Friday, January 08, 2016


Rewards for the Shahid/Martyr

There are many ways to deceive—one is the lie by omission. Critics of Islamic militants often use this tactic. One common example is to highlight suicide attacks and then to strip the acts of their larger context and ascribe purely or mostly carnal motives to the attackers.

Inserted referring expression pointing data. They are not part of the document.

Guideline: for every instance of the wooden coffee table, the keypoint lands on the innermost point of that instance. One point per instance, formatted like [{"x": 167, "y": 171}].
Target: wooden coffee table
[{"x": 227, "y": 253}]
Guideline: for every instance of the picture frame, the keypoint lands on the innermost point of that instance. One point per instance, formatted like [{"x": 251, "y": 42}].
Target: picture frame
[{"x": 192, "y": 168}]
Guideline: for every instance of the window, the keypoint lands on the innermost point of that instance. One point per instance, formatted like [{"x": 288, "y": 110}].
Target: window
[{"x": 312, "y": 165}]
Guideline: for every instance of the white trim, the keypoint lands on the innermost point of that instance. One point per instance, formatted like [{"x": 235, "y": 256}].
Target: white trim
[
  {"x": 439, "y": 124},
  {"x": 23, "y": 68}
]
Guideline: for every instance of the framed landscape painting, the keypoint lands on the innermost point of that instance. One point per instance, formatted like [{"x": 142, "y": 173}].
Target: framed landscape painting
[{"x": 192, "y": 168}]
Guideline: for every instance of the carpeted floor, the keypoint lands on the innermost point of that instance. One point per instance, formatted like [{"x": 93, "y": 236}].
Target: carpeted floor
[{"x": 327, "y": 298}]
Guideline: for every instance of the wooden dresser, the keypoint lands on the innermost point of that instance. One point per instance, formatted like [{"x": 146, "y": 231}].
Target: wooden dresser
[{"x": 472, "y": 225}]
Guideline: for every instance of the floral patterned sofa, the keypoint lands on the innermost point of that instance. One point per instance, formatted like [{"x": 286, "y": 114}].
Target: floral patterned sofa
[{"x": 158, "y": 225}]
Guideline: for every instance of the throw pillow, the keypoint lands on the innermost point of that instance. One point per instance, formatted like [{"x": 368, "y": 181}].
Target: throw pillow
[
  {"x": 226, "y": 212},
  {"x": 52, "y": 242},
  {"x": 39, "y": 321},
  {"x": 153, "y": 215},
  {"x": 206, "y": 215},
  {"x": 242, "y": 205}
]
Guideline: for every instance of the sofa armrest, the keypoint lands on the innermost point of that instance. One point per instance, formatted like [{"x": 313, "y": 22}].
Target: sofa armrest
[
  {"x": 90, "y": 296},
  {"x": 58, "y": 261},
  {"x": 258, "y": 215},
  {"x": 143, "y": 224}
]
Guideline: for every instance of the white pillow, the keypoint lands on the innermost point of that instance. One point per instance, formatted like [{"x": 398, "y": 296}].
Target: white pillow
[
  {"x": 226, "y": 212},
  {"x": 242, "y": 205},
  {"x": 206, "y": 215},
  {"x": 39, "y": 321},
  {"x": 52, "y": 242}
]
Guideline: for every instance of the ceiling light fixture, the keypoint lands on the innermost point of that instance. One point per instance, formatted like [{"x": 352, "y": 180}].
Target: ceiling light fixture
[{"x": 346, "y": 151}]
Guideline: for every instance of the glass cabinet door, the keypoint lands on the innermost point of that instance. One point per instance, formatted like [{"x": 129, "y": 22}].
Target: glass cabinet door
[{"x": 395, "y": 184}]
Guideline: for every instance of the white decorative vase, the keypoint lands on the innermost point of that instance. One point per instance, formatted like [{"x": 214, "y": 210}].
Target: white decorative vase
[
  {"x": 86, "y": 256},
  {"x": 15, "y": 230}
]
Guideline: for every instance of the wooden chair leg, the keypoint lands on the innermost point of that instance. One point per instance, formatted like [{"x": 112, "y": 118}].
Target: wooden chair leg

One prime example of this is the "Martyrs rewarded with 72 Virgins" trope. The most effective lies often have a kernel of truth and that is the case here but the hadith at issue says rather more:
That the Messenger of Allah (ﷺ) said: "There are six things with Allah for the martyr. He is forgiven with the first flow of blood (he suffers), he is shown his place in Paradise, he is protected from punishment in the grave, secured from the greatest terror, the crown of dignity is placed upon his head - and its gems are better than the world and what is in it - he is married to seventy two wives along Al-Huril-'Ayn of Paradise, and he may intercede for seventy of his close relatives."
Here's a different translation of that passage:
It was reported in the hadeeth of al-Miqdaam ibn Ma'di Karb that the Prophet (peace and blessings of Allaah be upon him) said:
"The martyr (shaheed) has seven blessings from Allaah: he is forgiven from the moment his blood is first shed; he will be shown his place in Paradise; he will be spared the trial of the grave; and he will be secure on the Day of the Greatest Terror (the Day of Judgement); there will be placed on his head a crown of dignity, one ruby of which is better than this world and all that is in it; he will be married to seventy-two of al-hoor al-'iyn; and he will be permitted to intercede for seventy of his relatives."
In English, Al-Huril-'Ayn/al-hoor al-'iyn is the term usually transliterated as "houris" and translated as "virgins". At least two more things are worth pointing out: First, it's not transparently evident that the marriage depicted in Paradise is a physical one consummated sexually. By analogy, the New Testament describes the Church—the collective body of believers—as the virginal Bride of Christ (see e.g. 2 Corinthians 11:2 and Ephesians 5:22-32). Second, there is reason to believe that this alleged motivation is exaggerated or even fabricated.

To be clear, it may very well be that the 72 houris are widely understood by Muslims as a carnal reward for the shahid in Paradise. Muslims are no less capable than Jews or Christians of ignorance or dissimulation in defense of their faith. In any case, the Western media have generally chosen to decontextualize the (rather infrequent) act of the Muslim suicide bomber and to emphasize a salacious explanation to the detriment, in my opinion, of all except those want to add fuel to the fires of conflict. For a discussion of the larger context of suicide attacks I recommend Jacqueline Rose's "Deadly Embrace" in the London Review of Books.